5 "On a regular basis" means to act repeatedly and continuously. Also, in cases where virtual currencies are purchased, sold, or exchanged solely for settlement of trading or investment on behalf of such person or firm, it is not considered to be virtual currency exchange services.

6 As a result of such action of management being considered as virtual currency exchange services, it is made clear that such actions conducted by virtual currency exchange service providers do not violate the Act Regulating the Receipt of Contributions, the Receipt of Deposits, and Interest Rates (Article 2, paragraph (1) of the same Act).

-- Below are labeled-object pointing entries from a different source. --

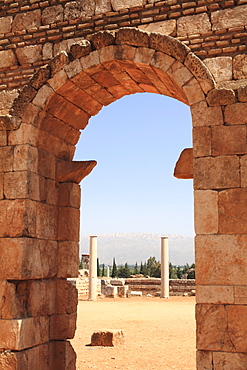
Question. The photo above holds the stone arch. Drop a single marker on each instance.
(41, 180)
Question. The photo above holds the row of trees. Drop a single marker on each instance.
(151, 268)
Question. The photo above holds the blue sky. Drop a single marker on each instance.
(136, 142)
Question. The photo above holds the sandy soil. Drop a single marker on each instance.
(159, 333)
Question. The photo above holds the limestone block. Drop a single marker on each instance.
(7, 156)
(169, 46)
(206, 211)
(79, 9)
(204, 360)
(221, 97)
(216, 172)
(69, 195)
(193, 91)
(124, 4)
(24, 21)
(52, 14)
(184, 165)
(46, 221)
(235, 114)
(165, 27)
(62, 326)
(229, 140)
(6, 100)
(107, 338)
(17, 218)
(224, 360)
(132, 36)
(67, 259)
(229, 18)
(5, 24)
(193, 25)
(240, 66)
(240, 294)
(230, 333)
(102, 6)
(220, 261)
(29, 54)
(232, 211)
(7, 59)
(67, 297)
(41, 261)
(24, 333)
(69, 224)
(80, 49)
(201, 141)
(102, 39)
(21, 184)
(47, 51)
(216, 294)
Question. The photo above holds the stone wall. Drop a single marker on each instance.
(33, 32)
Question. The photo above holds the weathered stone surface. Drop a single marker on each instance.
(107, 338)
(220, 67)
(102, 6)
(236, 114)
(216, 172)
(221, 97)
(232, 211)
(58, 62)
(67, 257)
(193, 25)
(7, 59)
(240, 66)
(216, 294)
(206, 211)
(40, 77)
(123, 4)
(184, 165)
(132, 36)
(230, 333)
(78, 9)
(220, 259)
(80, 49)
(165, 27)
(169, 45)
(200, 71)
(24, 333)
(229, 140)
(24, 21)
(201, 141)
(5, 24)
(229, 18)
(52, 14)
(29, 54)
(102, 39)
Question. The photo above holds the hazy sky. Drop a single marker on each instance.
(136, 142)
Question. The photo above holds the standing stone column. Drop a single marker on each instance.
(93, 269)
(164, 268)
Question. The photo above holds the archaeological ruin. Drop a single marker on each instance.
(60, 62)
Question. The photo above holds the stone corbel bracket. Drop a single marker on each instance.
(184, 165)
(9, 123)
(73, 171)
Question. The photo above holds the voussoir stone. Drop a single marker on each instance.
(101, 39)
(80, 49)
(169, 45)
(132, 36)
(24, 21)
(52, 14)
(221, 97)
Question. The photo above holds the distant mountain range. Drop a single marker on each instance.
(138, 247)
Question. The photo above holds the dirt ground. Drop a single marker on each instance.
(159, 333)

7 This refers to a person or a firm that carries out virtual currency exchange services, registered in the foreign state as a virtual currency exchange service provider, according to the laws and regulations of the said foreign state equivalent to the Amended Payment Services Act. (Article 2, paragraph (9) of the Amended Payment Services Act) In the case where a foreign virtual currency exchange service provider is to be registered in Japan, it is required to have a representative person in Japan (limited to a person who is domiciled in Japan).

8 According to the WG Report on Payment Services, it is assumed that a minimum amount of stated capital or regulation of a minimum amount of net assets is imposed.

9 This refers to the establishment of a system for ensuring the proper and secure conducting of virtual currency exchange services (Article 63-5, paragraph (1), item (iv) of the Amended Payment Services Act) and the establishment of a system that is necessary to ensure compliance with the provisions (Article 63-5, paragraph (1), item (v) of the Amended Payment Services Act) in the Chapter that prescribes virtual currencies in the Amended Payment Services Act. (Chapter 3-2 of the said Act)

10 Although the contents of the obligation to segregate management will be specified in a Cabinet Order, according to the WG Report on Payment Services, virtual currency exchange service providers are expected to manage assets under the condition that their own property and customers' property are clearly segregated and immediately discriminable, but entrustments or deposits are not necessary.

11 The Financial Services Agency currently requests the Ministry of Finance to clarify the treatment of virtual currencies under the consumption tax in its 2017 Taxation Revision Requests.

The content of this article is intended to provide a general guide to the subject matter. Specialist advice should be sought about your specific circumstances.